Dal 1568 al 1835: il palazzo continua a reinventarsi
L'Antiquarium prese forma tra il 1568 e il 1571, il gabinetto del tesoro seguì nel 1726-1730 e il Teatro Cuvilliés fu costruito nel 1751-1755, prima che il re Ludwig I aggiungesse gli appartamenti reali nel 1826-1835. Per questo il complesso non si legge mai come un capitolo stilistico ordinato. Sembra piuttosto l'esito di più corti che si rispondono in pietra, ed è proprio questo a renderlo affascinante.
1920, 1944 e 1958: museo, distruzione, riapertura
Il Museo della Residenza aprì nel 1920 dopo la fine della monarchia, gran parte del complesso fu devastata nel 1944 e la prima sezione restaurata di museo e tesoro riaprì nel 1958. Questa cronologia spezzata conta, perché le sale appaiono insieme autentiche e faticosamente riconquistate.
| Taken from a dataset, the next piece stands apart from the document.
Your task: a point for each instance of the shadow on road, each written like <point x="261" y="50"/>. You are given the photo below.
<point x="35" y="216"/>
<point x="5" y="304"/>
Qui si attraversano tanto la sopravvivenza quanto lo splendore.
Che cosa notare una volta dentro
Non limitarti a spuntare i capolavori. Osserva il cambio di scala tra il lungo respiro cerimoniale dell'Antiquarium e l'intensità ravvicinata di corone, reliquiari, cristallo di rocca e avori nel Tesoro. Un piccolo trucco pratico: scegli una sala e un oggetto su cui soffermarti davvero, e l'intera visita acquisterà più nitidezza.